The state has agreed to accept $175,000 from an insurance company to settle a lawsuit against a charitable organization accused of misspending money.
Indiana Attorney General Steve Carter announced this week that the state agreed to accept the money to settle a lawsuit against former board members of the Olin B. and Desta Schwab Foundation. None of the money will come from the board members themselves.
Carter said the payment puts to rest a lawsuit he filed against the non-profit’s board in December 2005, four months after it was revealed the foundation had moved to Nevada and paid for a $1.5 million vacation home in a gated resort outside Las Vegas.

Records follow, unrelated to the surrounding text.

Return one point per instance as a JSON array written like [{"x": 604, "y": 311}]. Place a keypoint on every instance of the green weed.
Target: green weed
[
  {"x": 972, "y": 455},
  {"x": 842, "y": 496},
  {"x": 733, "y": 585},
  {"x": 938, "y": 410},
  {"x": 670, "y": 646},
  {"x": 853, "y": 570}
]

The settlement will be paid by Chubb, the company that insured the foundation against losses caused by its officers. The former board members and then-president Richard Blaich’s estate will not pay anything.
“These individuals have paid a price in terms of their reputation in the community,” Carter said.
Attorney Bruce Boxberger said former board members Charles Conville, John Dortch and Jon Garver did nothing wrong and that a statement later will state that.
“There’s a cost to the extent you read your name in the newspaper and there’s allegations of things you didn’t do,” Boxberger said. “They’re certainly happy to put this behind them.”
The foundation was formed in 1989 by widower Olin Schwab, who died in 1991, to help area students choose careers.
Carter, who had sought to recover $400,000 in alleged misspending, said the $175,000 settlement was reasonable, as court action might have taken years and not resulted in much more money.
The settlement does not contain a statement saying it should not be construed as an admission of wrongdoing by the former board members.
The lawsuit 14 months ago removed Blaich, Garver and Dortch from the board and also named Conville, who was a board member at the time many of the decisions were made but later replaced by Garver.
Since Carter’s suit was filed, an interim board has replaced all former members, the house in Nevada has been sold, and the process of moving the foundation back to Indiana is nearly complete. The interim board gave more than $235,000 in grants last June.